Through classes, tastings, wine scholar programs and casual meetups like their monthly wine book club, the software executive (Cole) and the Iberian studies professor (Coleman) are hoping to move the needle.

It’s time to pick your Milwaukee favorites for the year!
Tell me about your mission.
Jeffrey: It’s pretty simple. We want to make wine more accessible, approachable and fun for the Milwaukee community. We have a particular focus on women and people of color as the folks who are more excluded from the wine industry. However, our classes, events and certifications are open to everyone. There’s a lot of gatekeeper mentality in the industry, so we’re giving folks the language and the vocabulary to advocate for themselves, whether they’re ordering off a wine list at a restaurant, a wine bar or in a wine shop looking for a bottle for a celebration or just a Tuesday night dinner.

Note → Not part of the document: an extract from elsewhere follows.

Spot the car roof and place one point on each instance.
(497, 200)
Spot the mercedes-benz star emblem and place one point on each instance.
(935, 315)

What are some of the ways you demystify wine and wine culture?
Tim: We want to bring wine right there into your home and your favorite activities. We’ve had the opportunity to pair wine with music, and we’re actually doing an event pairing wine with sneaker culture. We’ve done wine with flower arrangements and really want to combine it with cinema. We want wine to not be seen as this exclusive thing but as something to be shared and enjoyed with the people around you.
At the Black Wine Expo you held in April, guests were able to try wines made by Black-owned wineries. That underscored another accessibility problem.
Jeffrey: The idea for [the expo] came out of the fact that Milwaukee is a minority-majority city. Why don’t we have more representation of Black winemakers? Why aren’t distributors and importers and shops promoting them more, not just during Black History Month, but during the whole year?
You also offer an education program to become a Spanish or French Wine Scholar. What makes this unique?
Jeffrey: The Wine Scholar Guild has been around for almost 20 years. They’re based out of D.C., and their certifications are specialized on particular countries – France, Italy, Spain, and they’re launching Germany this year. Milwaukee Wine Academy is the only wine school in the state approved to teach these courses, and for the Spanish one, when I taught it in January, we were the only school in the Midwest to teach it. And it’s a deep dive. I mean, you’re learning wine law, culture, all of the appellations, all of the grapes, how they fit together, geology, geography, history. It’s an intense experience, I will say.
OK, it’s Friday night. What are you drinking?
Tim: For my mom’s 69th birthday, I made lamb chops and reached for a gamay, made by Maison Noir and [Oregon sommelier] André Hueston Mack. That light-bodied red paired so good with those lamb chops. It was absolutely fantastic.
Jeffrey: If I’m coming home from campus and it’s been a long day, I am more than likely going to reach for a medium- to full-bodied red or an incredible bottle of sparkling wine – not Champagne, because I don’t make that kind of money in education!